If the threshold is too low, memory.md will be polluted by noise. If it is too high, the Agent will seem unable to remember important things. In the end, Dreaming is a memory quality control system.
AI Visual Insight: This animated image is closer to a platform sharing prompt layer than an OpenClaw technical architecture diagram. It reflects interaction guidance on a blog page rather than the Dreaming workflow, memory structure, or model execution details, so it offers limited value for technical understanding.
The conclusion is that OpenClaw Dreaming turns memory from conversation accumulation into structured retention
In one sentence: memory.md contains the knowledge that actually travels into future tasks, while dreams.md documents how that knowledge was extracted.
Therefore, Dreaming is not just a chat summary mechanism. It is a memory consolidation system designed for long-term Agent collaboration. It gives the idea of “the more you use it, the better it understands you” a much clearer engineering foundation.
FAQ provides structured answers to common questions
1. Does OpenClaw’s dreams.md directly affect later conversations?
No.
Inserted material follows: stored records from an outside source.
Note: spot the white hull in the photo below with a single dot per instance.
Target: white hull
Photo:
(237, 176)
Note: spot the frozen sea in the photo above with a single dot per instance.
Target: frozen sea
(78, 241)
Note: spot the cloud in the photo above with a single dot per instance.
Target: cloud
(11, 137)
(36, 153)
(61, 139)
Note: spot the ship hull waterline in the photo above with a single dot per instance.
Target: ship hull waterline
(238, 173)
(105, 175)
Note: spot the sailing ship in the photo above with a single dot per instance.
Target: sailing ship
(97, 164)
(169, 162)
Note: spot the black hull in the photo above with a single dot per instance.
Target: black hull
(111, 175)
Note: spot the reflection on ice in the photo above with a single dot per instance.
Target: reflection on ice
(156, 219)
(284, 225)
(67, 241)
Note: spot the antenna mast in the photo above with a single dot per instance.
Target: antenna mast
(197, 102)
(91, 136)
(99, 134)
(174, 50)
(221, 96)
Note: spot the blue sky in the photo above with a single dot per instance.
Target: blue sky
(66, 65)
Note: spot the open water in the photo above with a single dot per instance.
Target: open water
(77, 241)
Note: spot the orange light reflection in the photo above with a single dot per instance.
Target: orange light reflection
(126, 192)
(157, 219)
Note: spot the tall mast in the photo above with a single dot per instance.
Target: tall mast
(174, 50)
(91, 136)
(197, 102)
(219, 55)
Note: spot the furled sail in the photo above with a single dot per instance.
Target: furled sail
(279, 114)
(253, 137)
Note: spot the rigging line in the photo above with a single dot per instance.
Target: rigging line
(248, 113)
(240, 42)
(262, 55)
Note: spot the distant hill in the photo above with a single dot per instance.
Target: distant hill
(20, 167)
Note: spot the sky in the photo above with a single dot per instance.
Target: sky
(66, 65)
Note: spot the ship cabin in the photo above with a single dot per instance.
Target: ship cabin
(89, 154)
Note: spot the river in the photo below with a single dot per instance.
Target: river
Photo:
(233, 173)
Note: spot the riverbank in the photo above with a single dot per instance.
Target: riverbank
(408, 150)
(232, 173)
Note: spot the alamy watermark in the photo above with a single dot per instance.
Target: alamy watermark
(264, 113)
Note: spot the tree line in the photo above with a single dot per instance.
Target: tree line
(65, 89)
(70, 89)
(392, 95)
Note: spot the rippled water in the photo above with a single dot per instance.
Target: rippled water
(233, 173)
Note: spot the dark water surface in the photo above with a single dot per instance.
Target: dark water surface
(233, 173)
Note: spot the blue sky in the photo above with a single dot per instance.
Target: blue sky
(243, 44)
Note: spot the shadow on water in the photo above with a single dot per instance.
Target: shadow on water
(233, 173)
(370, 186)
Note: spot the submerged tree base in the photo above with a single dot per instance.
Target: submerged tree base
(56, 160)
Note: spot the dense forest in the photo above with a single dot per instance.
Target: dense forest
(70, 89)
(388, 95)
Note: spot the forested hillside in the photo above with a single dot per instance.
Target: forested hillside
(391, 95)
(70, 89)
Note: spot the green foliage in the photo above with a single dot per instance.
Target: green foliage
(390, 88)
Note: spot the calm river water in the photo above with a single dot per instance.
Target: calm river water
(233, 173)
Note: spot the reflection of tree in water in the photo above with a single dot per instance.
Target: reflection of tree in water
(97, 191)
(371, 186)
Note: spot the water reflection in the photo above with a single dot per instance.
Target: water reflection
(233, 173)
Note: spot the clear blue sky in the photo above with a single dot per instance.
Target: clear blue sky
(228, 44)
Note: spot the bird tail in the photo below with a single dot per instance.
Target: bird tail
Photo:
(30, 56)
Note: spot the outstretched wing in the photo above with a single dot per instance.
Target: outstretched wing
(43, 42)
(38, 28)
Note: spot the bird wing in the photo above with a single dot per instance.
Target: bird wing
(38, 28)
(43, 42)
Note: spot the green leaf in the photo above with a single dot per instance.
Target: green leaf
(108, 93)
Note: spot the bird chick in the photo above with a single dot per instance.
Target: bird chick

Based on the source description, dreams.md mainly serves as a dream log and reflection record. It is usually not injected into context as long-term memory. The file that actually affects later behavior is memory.md.
2. What kinds of information are more likely to enter memory.md?
Information that appears frequently, is strongly task-related, remains valid over the long term, and is likely to be reused in the future is more likely to be preserved. Examples include user identity, project background, technical preferences, working style, and automation rules.
3. How is Dreaming different from a traditional user profiling system?
Traditional profiling systems focus on static labels, while Dreaming acts more like an executable memory system. It records not only who you are, but also what you are doing, how you do it, and what you have done, which makes it better suited for continuous AI Agent task execution.
Core Summary: This article uses a minimal example to break down OpenClaw’s Dreaming mechanism and show how it filters high-value information from short-term conversations, then writes it into memory.md through reflection, scoring, and promotion while recording the process in dreams.md. The goal is to help developers understand how AI Agents consolidate long-term memory.